Criminalisation of children in Scotland, 1910 to 1971


Researcher: Christine Kelly (Mentor: Lindsay Farmer)

Dr Christine Kelly received a British Academy Postdoctoral Fellowship to pursue a project on the criminalisation of children in Scotland in the period from 1910 to 1971. The British Academy awarded £231,800 to fund the three year programme of research.

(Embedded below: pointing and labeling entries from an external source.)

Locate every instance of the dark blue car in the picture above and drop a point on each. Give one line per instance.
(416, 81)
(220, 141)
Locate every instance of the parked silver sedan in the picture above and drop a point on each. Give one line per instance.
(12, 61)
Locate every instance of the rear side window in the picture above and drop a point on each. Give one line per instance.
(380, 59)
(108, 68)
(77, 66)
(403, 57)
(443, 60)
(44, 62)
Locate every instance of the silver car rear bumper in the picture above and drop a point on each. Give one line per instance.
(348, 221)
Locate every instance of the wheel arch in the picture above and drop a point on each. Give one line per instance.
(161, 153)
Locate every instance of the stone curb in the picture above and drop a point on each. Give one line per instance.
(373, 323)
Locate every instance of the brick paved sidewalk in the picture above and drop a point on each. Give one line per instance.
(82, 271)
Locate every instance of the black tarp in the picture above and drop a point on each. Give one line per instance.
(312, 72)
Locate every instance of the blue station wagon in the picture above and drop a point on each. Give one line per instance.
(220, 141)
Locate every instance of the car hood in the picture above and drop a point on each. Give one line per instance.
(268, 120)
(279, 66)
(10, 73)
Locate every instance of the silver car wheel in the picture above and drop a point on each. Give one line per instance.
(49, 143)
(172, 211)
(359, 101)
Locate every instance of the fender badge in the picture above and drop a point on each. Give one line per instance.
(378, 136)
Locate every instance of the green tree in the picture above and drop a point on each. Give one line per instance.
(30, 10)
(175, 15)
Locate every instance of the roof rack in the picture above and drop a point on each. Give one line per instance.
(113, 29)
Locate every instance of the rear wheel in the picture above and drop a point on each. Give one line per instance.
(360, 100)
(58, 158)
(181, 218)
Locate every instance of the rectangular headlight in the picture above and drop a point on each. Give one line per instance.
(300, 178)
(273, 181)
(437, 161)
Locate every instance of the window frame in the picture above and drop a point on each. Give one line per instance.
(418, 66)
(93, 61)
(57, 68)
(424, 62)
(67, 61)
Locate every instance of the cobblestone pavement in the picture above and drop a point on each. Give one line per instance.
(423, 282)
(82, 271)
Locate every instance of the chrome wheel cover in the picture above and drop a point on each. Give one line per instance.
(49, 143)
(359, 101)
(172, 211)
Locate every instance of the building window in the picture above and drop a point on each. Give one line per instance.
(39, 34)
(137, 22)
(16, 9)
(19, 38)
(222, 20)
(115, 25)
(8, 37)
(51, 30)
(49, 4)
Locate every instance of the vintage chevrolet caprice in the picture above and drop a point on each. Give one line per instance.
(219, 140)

The project took as its starting point Dr Kelly’s doctoral thesis exploring the criminalisation of children in Scotland between 1840 and 1910 and continued the account into the twentieth century until the establishment of the children’s hearings system in 1971. This will complete the story more fully, tracking in depth the course of juvenile justice history in Scotland. Venturing into largely unexplored territory in many areas, the project will draw on a wide range of primary sources to analyse fundamental issues relating to the criminalisation of children. And the investigation will be set in the context of wider changes in criminal justice culture, changes such as the extended use of probation and the political controversy in the 1930s over the appropriateness of corporal punishment for juvenile offenders. The project addresses an important subject, which up to now has been surprisingly neglected, and promises to offer a broader vision of the historical origins of the distinctive Scottish approach to juvenile justice.


Key publications:

C Kelly, "Probation officers for young offenders in 1920s Scotland" (2017) 9 European Journal of Probation 169-191.

C Kelly, "Reforming juvenile justice in nineteenth-century Scotland: the subversion of the Scottish Day Industrial School Movement" (2016) Crime, History and Societies.

C Kelly, "Continuity and change in the history of Scottish juvenile justice" (2016) 6 Law, Crime and History 59-82.